Lailatul Qadar, meski waktunya tidak ditentukan secara jelas, ditunggu kedatangannya hingga umat Islam ikhlas menghabiskan waktunya beribadah, semisal beriktikaf di masjid, dan lain-lain. Mereka berharap menjadi bagian dari orang yang beruntung mendapatkan Lailatul Qadar.
Pertanyaannya, mengapa Lailatul Qadar itu menjadi sesuatu yang sangat ditunggu kedatangannya? Apakah Lailatul Qadar hadir dengan sejuta kejutan yang penerimanya akan mendapatkan value lebih dibanding yang lain? Jika memang benar, terus apa valuenya?
Al-Qur’an menyebutkan, bahwa: “Sesungguhnya Kami telah menurunkannya (Al-Qur’an) pada Lailatul Qadar.” (QS. Al-Qadr: 1). Keutamaan Lailatul Qadar, sebagaimana yang disebutkan ayat tadi, adalah diturunkannya Kitab Suci Al-Qur’an. Karena itu, Lailatul Qadar menjadi penanda bahwa malam ini mengingatkan kehadiran Al-Qur’an yang membawa pesan-pesan positif, di antaranya, perdamaian, toleransi, dan persatuan di tengah perbedaan.
Perdamaian menjadi sesuatu yang ditekankan dalam Al-Qur’an. Bukankah Al-Qur’an menyarankan untuk berdamai ketika dihadapkan dengan perselisihan? (Baca QS. Al-Hujurat: 9). Perdamaian adalah jalan terbaik dibanding membuat perselisihan itu dibiarkan, karena itu akan berakibat terjadinya perpecahan
Saking pentingnya menjaga perdamaian, Islam melarang pemeluknya melakukan tindakan-tindakan yang berpotensi timbulnya perpecahan.
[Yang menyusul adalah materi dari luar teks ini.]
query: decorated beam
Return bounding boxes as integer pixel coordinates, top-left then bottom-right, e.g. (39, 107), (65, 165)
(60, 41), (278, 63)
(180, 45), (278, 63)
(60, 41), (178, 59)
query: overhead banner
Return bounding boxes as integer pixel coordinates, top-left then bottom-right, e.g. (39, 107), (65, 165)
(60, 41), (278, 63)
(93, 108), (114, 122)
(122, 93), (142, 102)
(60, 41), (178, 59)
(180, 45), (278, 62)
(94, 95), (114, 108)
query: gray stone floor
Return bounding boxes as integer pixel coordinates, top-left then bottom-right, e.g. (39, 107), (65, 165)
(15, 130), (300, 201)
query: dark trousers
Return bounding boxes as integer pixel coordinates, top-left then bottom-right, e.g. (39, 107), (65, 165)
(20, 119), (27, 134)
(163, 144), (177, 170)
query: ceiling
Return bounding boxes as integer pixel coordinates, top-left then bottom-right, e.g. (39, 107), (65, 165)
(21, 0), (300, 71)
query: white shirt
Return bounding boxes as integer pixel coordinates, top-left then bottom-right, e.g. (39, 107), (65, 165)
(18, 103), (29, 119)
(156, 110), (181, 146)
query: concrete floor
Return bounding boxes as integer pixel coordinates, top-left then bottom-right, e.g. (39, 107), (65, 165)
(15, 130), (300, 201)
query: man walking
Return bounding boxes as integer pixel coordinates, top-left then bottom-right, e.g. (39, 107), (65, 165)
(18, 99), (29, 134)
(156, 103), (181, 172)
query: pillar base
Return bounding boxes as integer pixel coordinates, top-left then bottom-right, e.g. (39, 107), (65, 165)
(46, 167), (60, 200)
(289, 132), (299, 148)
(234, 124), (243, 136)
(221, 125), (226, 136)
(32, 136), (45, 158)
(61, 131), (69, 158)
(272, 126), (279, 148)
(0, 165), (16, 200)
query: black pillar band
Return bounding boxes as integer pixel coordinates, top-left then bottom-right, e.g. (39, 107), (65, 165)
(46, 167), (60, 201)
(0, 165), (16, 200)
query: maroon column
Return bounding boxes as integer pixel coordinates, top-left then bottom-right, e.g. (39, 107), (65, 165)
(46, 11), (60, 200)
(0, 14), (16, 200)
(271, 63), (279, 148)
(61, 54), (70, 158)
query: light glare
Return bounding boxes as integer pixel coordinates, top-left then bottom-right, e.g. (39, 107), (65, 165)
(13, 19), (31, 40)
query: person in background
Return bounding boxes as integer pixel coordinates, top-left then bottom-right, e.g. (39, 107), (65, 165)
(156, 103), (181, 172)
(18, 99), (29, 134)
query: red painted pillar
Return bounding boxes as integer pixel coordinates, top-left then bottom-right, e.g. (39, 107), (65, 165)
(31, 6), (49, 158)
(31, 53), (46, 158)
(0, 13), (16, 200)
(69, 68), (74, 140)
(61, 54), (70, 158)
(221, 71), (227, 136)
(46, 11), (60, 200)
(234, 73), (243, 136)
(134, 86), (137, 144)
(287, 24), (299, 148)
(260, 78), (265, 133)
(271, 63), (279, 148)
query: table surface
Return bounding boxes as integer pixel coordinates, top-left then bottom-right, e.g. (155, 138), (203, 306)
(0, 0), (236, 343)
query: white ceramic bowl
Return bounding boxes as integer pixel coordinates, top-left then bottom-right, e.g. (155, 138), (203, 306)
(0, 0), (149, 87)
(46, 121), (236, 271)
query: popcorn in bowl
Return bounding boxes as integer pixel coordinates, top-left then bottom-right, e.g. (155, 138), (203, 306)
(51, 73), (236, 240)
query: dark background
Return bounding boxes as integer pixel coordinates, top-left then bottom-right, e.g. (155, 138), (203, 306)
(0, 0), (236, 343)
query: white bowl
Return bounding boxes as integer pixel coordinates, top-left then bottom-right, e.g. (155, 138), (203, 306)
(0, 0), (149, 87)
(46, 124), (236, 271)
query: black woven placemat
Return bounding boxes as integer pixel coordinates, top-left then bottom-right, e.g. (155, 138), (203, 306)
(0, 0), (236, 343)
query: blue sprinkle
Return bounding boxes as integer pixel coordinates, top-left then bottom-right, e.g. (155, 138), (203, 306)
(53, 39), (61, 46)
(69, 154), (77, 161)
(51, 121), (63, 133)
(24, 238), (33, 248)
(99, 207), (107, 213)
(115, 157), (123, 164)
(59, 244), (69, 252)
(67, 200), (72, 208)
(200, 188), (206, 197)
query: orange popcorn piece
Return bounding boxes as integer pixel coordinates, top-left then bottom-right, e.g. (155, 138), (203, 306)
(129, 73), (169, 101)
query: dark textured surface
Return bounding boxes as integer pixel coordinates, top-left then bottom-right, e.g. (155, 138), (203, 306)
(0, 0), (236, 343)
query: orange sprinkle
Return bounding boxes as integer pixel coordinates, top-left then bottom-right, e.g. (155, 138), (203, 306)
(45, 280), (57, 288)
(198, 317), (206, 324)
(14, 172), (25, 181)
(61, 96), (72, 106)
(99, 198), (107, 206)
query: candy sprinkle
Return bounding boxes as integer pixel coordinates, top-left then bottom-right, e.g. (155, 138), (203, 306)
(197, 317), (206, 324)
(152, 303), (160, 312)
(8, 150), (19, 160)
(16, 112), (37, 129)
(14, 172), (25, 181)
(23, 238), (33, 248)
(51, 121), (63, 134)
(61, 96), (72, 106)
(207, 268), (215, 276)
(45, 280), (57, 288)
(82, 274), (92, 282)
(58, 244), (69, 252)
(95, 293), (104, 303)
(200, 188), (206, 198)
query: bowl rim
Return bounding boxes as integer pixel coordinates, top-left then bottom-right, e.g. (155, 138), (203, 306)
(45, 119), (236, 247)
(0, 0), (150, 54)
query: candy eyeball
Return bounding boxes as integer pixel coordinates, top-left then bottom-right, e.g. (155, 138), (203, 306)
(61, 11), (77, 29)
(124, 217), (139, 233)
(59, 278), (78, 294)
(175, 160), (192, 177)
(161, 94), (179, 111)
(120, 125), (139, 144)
Sebut saja, berburuk sangka, menyebarkan berita hoaks, hingga merendahkan orang lain dengan sebutan kafir dan semacamnya.
Al-Qur’an juga mengajarkan toleransi antar sesama. Toleransi menjadi kiblat bahwa perbedaan agama bukan biang terjadinya perpecahan. Perbedaan keyakinan ini adalah sesuatu yang dimaklumi dan tidak boleh dipersoalkan. Karena, iman tidak disa dipaksakan. Iman adalah sesuatu yang menjadi kendali Tuhan seorang.
Perhatikan toleransi Nabi ketika dihadapkan dengan umatnya yang berbeda secara akidah. Nabi tidak menyesatkan dan mengkafirkan mereka. Nabi justru mengambil sikap yang bijak (toleransi) dengan tegas: Bagimu agamamu, bagiku agamaku. (QS. Al-Kafirun: 6). Sayangnya, sikap bijak Nabi ini sekarang sudah banyak dilupakan sehingga merasa paling benar sendiri dan hal ini tidak baik.
Pentingnya menjaga toleransi, beriringan dengan pentingnya menjaga persatuan. Umat yang bersatu tentu lebih baik dibanding umat yang berpecah belah. Perpecahan adalah sesuatu yang dilarang dalam Islam. (QS. Ali Imran: 103). Pentingnya menjaga persatuan dikarenakan semua manusia diikat dengan tali persaudaraan. Mereka saling bersaudara seagama (ukhwah Islamiyah), setanah air (ukhwah wathaniyah), dan sesama (ukhwah basyariyah).
Maka dari itu, manusia disarankan untuk menjadi rahmat bagi semesta alam. Rahmat ini mengandung pesan yang positif. Dengan rahmat, manusia tidak bakal melakukan sesuatu yang merugikan diri sendiri, apalagi merugikan orang lain. Katakan saja, aksi-aksi picik teror termasuk perbuatan yang merugikan banyak pihak, termasuk diri si pelaku. Kerugian ini bisa jadi merusak tatanan bumi yang diharuskan dijaga, bisa jadi menghilangkan jiwa yang diwajibkan dijaga.
Sungguh beruntung, orang yang mendapatkan Lailatul Qadar. Karena, orang ini bakal menjadi pribadi yang disayang Allah dan diakui sebagai umat Nabi, meski bel ketemu langsung dengan beliau. Tampak aura meneduhkan dalam wajah orang ini. Sehingga, orang yang memandangnya merasa aman berada di dekatnya.[] Shallallah ala Muhammad.